サンゴ砂よりも非常に脆いものが多く、海水に有効成分が溶け出しやすくなっています。つまり、自然の環境に非常に近い環境を再現できるのがアラゴナイトの特徴なんです。それもあってか値段は少し高めですね。

 

ライブサンド


サンゴ砂またはアラゴナイトにバクテリアがしっかり増殖しているものをいいます。

まさに『生きている砂』ですね。このライブサンドは基本的に砂が湿った状態で売られています。ライブサンドの良いところはすでにバクテリアが付着しているので、水槽を立ち上げる際に入れるとあっという間に水槽を立ち上げることができるところです。

最近はこのライブサンドを使用することがほとんどだそうです。少し値段は張りますが、ライブサンドを入れるのと入れないのでは、水槽の立ち上がり時間が全然違います。

初めて水槽を立ち上げる際や初心者の方は、できればライブサンドを購入して設置することをオススメします。

 

 

底砂の粒の大きさ


粒は幾つかの大きさに分けて売られています。

基本的にはお好みで選んでいただいて問題ないと思いますが、非常に綺麗に見えるのは細かい砂の方だと思います。

また今後底砂を掃除してくれるギンポ系やハゼ系を飼育する予定があるのであれば、その場合も大きい粒ではなく細かい粒をオススメします。ハゼは砂ごとコケを食べて砂だけ排出しますので、粒が大きいとその作業ができないからです。

 

 

メーカーによる底砂の違い

違いはほとんどないと思っていただいて結構です。

もちろん細かいことを言えば産地による含まれる成分の違いや、色合いの違いなどはあると思いますが、底砂としての効果はほとんどないと思います。

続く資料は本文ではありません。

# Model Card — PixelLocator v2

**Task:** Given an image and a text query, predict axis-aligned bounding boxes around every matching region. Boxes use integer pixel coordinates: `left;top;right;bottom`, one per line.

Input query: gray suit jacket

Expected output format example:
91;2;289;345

オススメは『レッドシー オーシャンホワイト』という底砂です。ライブサンドの中でも飛び抜けて美しく光り輝く性質を持っています。この砂にLED照明を照射すると驚くほど美しい輝きを放ちます。

 

 

おわりに

さてさて今回は底砂についてご紹介しました!

何を選んでいいかわからない、という方はライブサンドの購入をオススメします。

繰り返しになりますが、ライブサンドを入れるのと入れないのでは、水槽の立ち上がり時間が全然違いますし、初期のころ発生しがちな有害物質も蓄積しにくくなりますので、はじめはライブサンドを少し厚めに敷くのが良いでしょう。是非参考にしてみてください!